In Python, alphabetizing strings is case-sensitive. (That's actually true for most programming languages.) And while that may seem obvious to those who have been programming for a while, it's not exactly intuitive.
Case-sensitive ordering
When sorting, uppercase letters come "alphabetically" before lowercase letters. In the following sorted list, "DOG" ends up first while "dog" ends up last:
my_list = ["dog", "DoG", "DOG", "Dog"]
sorted(my_list) # ['DOG', 'DoG', 'Dog', 'dog']
This is because string sorting is based on ASCII:
![](https://streamofcoding.com/content/images/2021/08/00_ascii_table.png)
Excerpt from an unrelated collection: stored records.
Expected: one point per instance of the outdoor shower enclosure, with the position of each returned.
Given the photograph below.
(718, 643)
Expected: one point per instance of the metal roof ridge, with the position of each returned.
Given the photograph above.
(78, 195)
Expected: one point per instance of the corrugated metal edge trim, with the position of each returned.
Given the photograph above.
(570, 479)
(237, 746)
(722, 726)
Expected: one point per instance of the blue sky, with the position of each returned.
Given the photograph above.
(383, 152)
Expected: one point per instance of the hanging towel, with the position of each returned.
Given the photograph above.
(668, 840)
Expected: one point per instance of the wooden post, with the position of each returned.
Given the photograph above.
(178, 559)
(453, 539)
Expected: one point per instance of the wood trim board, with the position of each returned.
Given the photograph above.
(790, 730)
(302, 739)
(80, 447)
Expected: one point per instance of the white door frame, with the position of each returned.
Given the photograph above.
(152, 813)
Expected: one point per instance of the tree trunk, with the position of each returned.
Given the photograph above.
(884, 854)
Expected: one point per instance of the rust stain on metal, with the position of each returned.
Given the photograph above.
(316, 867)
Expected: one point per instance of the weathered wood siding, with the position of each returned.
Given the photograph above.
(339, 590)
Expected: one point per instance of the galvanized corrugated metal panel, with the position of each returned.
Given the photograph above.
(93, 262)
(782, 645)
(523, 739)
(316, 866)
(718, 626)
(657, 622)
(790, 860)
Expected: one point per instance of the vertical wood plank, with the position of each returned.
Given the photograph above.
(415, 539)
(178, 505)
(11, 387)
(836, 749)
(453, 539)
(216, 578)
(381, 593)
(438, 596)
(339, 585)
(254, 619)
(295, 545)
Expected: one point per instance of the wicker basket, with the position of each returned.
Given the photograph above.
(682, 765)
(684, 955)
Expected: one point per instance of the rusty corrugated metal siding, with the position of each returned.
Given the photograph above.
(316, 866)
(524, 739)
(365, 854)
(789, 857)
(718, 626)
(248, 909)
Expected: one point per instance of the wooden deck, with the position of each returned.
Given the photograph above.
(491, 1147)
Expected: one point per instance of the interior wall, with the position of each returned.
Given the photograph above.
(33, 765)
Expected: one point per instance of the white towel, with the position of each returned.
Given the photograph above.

The ASCII ordinal values 65 through 90 represent the uppercase letters, and 97 through 122 represent the lowercase ones. Python's built-in ord
function returns the ASCII ordinal value for any character:
ord("D") # 68
ord("d") # 100
When sorting strings, Python converts each character in the string to its ordinal ASCII value and sorts by that. Since the uppercase letters have lower ordinal values, they come first.
Case-insensitive ordering
But sometimes you need case-insensitive alphabetical ordering. Then what? In this case, pass a custom sort key to ignore the case.
In Python 2, this is done using str.lower
or str.upper
:
sorted(my_list, key=str.lower) # ['dog', 'DoG', 'DOG', 'Dog']
In Python 3, use str.casefold
:
sorted(my_list, key=str.casefold) # ['dog', 'DoG', 'DOG', 'Dog']
The str.casefold
is better than str.lower
because it aggressively lowercases strings, including properly handling non-English characaters.
(Note: Python sorts are stable, so the final ordering of these lists will depend on the initial order of the elements. Since "DOG" and "dog" are alphabetically the same when case is ignored, the string that came first in the unsorted input will come first in the sorted output too.)